"I appreciate it tremendously," Bob said.
"There, there, we won't speak of it any more," the elder man protested, cutting him short. "I will telegraph Snelling and you may arrange the rest. The old inventor isn't to suspect a thing—remember."
"No, sir."
"That is all, then."
With a finality Robert Morton dared not transgress, the older man lapsed into silence and Bob had no choice but to suppress his gratitude and resign himself to listening to the rhythmic beat of the automobile's great engine.
CHAPTER XI
THE GALBRAITH HOUSEHOLD
The estate the Galbraiths had leased stood baldly upon a rise overlooking the sea in the midst of the fashionable colony adjacent to Wilton, and was one of those blots which the city luxury-lover affixes to a community whose keynote is simplicity.
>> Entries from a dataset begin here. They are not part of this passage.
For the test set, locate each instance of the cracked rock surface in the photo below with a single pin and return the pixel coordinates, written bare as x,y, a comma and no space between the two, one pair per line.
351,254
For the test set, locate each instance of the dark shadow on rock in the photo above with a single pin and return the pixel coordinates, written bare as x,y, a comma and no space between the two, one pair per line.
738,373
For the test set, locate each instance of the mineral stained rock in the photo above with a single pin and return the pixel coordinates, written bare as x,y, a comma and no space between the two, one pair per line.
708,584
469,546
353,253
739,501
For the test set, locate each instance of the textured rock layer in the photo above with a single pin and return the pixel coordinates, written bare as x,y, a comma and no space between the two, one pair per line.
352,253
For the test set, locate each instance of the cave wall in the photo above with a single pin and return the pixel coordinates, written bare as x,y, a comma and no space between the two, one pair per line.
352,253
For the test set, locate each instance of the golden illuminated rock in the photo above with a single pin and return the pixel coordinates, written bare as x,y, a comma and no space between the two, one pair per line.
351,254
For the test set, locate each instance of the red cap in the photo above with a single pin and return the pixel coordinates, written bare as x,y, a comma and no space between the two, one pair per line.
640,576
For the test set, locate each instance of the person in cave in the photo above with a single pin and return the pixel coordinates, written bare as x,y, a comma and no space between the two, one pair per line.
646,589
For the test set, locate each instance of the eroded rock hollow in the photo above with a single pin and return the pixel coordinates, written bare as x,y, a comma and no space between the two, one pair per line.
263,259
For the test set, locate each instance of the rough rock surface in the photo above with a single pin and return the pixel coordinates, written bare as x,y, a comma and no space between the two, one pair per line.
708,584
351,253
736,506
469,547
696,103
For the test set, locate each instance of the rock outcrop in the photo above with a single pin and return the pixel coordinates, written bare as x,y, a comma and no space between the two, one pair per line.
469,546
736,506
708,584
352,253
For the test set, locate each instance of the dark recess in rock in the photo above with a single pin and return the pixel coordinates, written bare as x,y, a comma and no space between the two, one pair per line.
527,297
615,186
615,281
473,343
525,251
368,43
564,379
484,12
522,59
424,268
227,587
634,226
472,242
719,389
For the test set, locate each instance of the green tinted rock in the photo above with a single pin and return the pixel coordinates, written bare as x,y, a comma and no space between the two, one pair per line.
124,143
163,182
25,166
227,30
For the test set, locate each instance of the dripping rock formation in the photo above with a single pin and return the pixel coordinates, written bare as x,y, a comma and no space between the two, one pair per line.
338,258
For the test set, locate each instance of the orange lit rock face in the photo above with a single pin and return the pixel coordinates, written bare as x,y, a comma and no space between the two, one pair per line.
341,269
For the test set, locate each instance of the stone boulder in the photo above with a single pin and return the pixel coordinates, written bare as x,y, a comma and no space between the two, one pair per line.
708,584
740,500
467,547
Its expanse of veranda, its fluttering green and white awnings, its giant tubs of blossoming hydrangeas, to say nothing of its Italian garden with rose-laden pergolas, were as out of place as if Saint Peter's itself had been dropped down into a tiny New England fishing hamlet.
The house, it is true, did not lack beauty, for it was well proportioned and gracefully planned, and there was no denying that one found, perhaps, more comfort on its screened and shaded piazzas than was to be enjoyed on Willie Spence's unprotected doorstep. Nevertheless, there was too much of everything about it: too many rambler roses, too many rustic baskets and mighty palms; too many urns, and stone benches, and sundials and fountains. Still, as the car stopped at the door, the great wicker chairs with their scarlet cushions presented a gay picture and so, too, did Mrs. Galbraith and Cynthia who immediately rose from a breezy corner and came forward.